ST. LOUIS — The city of St. Louis circumvented normal purchasing procedures to buy "emergency" items that don't meet that definition, such as a sno-cone machine, fleece blankets and magnetic baseball schedules, a state audit says.
Emergency funding procedures also were used to buy a $9,300 satellite phone and $5,000 in photo equipment, state Auditor Susan Montee said Tuesday.
The city also purchased $25,000 luxury sedans for the newly elected president of the Board of Aldermen and the Recorder of Deeds.
The vehicles, purchased in April 2007, were equipped with heated leather steering wheels and seats.
The aldermanic president used his city-owned vehicle for personal use but didn't maintain mileage logs, so there's no way to monitor whether the privilege is being abused, Montee said.
She said the city might want to have a policy to determine what options are reasonable for city-owned cars.
Montee held a news conference Tuesday to release reports on the first four areas of St. Louis government her office audited.
The audit, requested by a citizens' group, is ongoing and won't be completed until next year.
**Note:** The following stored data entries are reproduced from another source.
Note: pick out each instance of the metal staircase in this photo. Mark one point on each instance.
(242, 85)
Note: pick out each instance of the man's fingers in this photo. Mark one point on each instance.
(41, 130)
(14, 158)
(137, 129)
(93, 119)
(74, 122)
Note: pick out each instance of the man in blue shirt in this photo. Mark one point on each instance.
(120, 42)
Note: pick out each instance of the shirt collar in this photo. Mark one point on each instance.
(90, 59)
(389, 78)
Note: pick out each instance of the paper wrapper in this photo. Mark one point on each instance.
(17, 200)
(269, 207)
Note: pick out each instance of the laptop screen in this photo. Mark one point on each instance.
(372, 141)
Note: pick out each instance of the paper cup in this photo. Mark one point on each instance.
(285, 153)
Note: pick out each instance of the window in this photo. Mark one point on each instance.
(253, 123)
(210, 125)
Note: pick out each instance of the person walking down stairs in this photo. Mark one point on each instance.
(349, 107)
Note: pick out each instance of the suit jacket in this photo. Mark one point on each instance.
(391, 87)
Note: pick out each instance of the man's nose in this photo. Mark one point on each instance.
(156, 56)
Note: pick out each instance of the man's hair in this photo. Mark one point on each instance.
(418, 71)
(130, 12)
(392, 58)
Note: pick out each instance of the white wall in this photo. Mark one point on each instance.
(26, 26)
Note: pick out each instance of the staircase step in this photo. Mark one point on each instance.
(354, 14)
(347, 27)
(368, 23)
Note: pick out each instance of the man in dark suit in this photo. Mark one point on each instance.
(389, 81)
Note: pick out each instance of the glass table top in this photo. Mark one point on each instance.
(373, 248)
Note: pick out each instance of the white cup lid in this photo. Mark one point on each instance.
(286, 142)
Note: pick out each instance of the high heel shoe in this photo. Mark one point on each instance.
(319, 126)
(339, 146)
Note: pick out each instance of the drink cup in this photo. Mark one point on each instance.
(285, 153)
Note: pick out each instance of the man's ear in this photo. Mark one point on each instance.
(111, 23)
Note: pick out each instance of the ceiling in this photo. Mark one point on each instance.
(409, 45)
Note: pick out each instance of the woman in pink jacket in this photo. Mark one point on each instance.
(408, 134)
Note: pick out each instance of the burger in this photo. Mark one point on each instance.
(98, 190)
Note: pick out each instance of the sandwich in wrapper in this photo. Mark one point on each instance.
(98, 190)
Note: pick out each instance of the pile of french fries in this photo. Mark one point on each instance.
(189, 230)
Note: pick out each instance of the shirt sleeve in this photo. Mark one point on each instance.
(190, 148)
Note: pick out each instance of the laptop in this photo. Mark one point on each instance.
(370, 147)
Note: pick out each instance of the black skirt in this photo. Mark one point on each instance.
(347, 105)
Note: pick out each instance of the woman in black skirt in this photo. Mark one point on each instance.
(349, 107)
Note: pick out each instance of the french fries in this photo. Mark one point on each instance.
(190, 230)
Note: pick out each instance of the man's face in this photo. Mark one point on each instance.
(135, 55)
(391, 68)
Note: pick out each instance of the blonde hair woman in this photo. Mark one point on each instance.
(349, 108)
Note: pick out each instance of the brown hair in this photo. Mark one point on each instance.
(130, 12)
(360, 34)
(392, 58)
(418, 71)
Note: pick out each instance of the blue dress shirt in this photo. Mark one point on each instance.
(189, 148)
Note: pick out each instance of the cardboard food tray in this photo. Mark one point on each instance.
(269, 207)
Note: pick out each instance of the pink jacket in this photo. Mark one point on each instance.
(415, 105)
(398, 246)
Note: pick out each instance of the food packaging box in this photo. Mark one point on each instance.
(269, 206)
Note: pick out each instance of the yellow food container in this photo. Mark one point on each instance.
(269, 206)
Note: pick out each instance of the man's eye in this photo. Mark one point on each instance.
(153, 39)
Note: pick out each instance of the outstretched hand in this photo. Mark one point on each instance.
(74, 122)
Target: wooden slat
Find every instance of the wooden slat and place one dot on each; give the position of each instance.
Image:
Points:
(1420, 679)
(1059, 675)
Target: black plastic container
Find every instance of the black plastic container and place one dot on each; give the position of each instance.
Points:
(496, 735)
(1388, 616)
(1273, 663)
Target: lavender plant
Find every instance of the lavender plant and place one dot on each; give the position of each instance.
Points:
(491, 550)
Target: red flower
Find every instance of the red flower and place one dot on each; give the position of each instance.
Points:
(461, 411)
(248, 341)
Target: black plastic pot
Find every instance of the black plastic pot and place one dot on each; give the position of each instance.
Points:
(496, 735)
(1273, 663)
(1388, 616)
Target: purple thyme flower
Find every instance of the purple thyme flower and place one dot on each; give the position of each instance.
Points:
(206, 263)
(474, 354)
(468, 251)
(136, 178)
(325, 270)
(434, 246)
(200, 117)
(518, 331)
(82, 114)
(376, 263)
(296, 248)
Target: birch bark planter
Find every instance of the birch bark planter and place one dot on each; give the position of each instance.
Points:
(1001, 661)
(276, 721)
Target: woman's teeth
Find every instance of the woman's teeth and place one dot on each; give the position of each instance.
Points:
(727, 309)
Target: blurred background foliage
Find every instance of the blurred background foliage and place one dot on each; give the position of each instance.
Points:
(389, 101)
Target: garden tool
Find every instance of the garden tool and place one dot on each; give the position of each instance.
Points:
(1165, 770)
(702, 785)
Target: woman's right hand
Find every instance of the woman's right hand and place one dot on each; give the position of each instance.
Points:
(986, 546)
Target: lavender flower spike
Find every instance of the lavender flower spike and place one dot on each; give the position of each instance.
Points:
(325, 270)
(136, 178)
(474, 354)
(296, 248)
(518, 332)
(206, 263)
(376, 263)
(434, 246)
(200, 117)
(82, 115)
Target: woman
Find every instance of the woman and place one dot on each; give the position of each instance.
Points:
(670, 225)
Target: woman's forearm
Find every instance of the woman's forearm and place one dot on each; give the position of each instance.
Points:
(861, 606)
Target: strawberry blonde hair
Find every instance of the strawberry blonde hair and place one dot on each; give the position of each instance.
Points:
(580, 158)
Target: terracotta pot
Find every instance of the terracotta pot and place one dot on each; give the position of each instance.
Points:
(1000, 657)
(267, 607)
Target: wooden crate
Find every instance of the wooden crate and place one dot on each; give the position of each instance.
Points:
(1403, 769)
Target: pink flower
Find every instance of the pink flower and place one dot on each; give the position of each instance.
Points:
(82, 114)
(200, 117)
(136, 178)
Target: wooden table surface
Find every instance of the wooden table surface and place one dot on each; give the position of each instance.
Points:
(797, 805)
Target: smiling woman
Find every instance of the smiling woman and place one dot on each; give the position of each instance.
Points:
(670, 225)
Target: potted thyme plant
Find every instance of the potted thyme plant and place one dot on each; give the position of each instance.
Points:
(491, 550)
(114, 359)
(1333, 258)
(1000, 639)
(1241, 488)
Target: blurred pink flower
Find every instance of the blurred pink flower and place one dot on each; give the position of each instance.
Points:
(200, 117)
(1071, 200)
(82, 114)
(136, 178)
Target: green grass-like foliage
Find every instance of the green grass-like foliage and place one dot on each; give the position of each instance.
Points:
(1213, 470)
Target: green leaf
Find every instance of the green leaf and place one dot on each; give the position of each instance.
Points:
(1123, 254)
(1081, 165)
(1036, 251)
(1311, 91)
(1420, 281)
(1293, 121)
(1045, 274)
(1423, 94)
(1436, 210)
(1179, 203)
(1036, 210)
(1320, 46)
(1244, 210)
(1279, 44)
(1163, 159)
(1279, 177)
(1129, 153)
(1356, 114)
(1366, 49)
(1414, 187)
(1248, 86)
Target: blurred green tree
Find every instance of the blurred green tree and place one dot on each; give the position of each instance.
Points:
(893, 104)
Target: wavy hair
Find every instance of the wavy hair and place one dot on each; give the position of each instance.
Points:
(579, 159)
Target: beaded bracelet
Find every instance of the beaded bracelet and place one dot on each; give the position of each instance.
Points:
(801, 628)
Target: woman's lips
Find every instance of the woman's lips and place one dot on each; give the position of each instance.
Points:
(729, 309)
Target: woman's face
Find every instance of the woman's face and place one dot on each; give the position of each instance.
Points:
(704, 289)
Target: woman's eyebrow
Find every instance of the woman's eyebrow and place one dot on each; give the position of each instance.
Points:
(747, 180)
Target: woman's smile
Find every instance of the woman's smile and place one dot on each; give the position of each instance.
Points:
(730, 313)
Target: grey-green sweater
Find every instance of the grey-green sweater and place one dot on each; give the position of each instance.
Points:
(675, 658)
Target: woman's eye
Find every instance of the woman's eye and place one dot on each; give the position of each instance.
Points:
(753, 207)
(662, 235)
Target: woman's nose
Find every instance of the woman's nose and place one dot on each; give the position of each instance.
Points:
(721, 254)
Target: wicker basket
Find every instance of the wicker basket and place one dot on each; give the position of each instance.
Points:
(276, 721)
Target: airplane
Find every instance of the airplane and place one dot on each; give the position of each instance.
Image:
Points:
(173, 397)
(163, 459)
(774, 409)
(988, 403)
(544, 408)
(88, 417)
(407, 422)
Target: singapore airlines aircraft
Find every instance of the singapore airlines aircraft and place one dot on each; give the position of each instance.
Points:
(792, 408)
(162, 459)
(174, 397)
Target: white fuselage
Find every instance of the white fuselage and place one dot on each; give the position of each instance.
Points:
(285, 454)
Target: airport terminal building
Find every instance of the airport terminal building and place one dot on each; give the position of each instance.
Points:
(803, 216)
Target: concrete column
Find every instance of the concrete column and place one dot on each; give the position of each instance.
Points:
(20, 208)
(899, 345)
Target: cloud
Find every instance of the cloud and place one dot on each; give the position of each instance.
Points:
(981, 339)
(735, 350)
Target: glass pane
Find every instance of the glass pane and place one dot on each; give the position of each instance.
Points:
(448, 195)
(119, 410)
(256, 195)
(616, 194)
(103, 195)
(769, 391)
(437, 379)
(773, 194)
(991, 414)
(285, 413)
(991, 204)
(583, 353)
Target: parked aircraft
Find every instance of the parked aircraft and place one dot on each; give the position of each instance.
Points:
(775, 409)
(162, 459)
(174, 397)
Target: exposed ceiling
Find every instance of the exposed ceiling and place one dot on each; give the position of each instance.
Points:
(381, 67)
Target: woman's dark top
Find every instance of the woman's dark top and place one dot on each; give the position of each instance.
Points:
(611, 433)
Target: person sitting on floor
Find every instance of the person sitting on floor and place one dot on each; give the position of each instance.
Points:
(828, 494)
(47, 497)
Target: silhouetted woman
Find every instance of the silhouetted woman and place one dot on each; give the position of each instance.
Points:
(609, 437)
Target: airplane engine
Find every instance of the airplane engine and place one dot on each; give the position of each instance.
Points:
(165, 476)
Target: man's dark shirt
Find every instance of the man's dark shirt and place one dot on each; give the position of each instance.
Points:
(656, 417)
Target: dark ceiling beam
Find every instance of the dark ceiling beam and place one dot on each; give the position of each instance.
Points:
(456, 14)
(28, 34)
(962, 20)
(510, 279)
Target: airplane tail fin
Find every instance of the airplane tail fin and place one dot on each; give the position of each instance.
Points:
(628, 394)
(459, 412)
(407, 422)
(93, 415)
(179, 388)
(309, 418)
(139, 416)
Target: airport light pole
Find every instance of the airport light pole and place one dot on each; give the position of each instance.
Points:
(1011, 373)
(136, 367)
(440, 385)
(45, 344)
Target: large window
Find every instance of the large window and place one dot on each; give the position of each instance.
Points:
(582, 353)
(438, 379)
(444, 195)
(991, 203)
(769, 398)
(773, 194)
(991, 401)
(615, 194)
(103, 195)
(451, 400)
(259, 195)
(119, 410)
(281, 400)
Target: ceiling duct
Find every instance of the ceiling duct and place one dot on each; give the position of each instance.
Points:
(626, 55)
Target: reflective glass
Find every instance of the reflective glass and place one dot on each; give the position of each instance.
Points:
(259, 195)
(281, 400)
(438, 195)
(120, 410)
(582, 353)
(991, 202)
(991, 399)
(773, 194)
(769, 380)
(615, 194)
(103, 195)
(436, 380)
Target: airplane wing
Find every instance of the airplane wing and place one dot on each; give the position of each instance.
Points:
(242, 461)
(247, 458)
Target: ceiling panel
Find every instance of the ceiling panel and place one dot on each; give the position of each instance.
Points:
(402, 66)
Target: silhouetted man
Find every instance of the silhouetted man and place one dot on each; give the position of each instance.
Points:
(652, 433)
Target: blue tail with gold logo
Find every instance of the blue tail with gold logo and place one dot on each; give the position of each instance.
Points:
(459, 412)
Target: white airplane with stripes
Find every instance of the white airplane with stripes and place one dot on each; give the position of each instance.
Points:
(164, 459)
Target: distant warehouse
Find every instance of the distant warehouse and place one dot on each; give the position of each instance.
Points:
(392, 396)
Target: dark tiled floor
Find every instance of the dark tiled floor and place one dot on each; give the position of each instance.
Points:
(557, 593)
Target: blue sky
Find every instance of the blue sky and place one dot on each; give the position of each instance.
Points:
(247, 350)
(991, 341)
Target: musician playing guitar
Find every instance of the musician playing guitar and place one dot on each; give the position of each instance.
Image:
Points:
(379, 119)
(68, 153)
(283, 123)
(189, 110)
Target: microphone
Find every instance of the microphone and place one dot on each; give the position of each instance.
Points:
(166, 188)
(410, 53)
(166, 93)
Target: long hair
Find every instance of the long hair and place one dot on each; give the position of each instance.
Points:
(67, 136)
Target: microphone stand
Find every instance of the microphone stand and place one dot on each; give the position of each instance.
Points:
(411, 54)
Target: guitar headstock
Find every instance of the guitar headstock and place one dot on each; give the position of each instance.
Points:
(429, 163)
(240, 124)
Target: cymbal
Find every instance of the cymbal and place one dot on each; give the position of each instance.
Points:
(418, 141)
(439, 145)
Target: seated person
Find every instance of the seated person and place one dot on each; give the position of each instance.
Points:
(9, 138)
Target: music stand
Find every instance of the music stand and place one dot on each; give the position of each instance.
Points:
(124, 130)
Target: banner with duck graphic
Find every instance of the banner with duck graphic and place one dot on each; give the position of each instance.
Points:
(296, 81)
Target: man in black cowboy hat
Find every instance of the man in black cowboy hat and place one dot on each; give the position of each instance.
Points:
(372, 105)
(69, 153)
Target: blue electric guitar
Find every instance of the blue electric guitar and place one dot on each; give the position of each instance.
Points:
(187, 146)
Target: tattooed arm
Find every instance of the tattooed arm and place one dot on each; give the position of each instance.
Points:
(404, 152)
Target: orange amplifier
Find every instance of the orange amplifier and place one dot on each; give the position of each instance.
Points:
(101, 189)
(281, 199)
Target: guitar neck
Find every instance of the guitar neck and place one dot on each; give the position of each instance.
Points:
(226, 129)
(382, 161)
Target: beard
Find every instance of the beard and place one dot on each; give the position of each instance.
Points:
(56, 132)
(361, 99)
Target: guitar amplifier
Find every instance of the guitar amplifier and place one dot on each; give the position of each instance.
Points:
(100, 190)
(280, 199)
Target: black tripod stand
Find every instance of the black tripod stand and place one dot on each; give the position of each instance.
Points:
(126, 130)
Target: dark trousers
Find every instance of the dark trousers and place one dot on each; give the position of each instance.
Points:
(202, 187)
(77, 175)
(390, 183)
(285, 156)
Some citizens who are critical of Mayor Francis Slay complained at the news conference that the audit will not be completed soon enough to derail the mayor's hopes of being re-elected in April.
"I don't set a timetable by someone else's election calendar," Montee said. "We put them (audits) out when they're done."
Montee said the city was cooperative and open to suggestions, and already had begun implementing her auditors' recommendations.
Spokesman Ed Rhode said the city will wait for the complete audit before commenting.
The audit also found that the city doesn't track the costs and benefits of an employee wellness program. And it said the city gave one-time payments to two employees who performed extra duties when they temporarily filled vacancies. Yet there was inadequate documentation supporting those claims.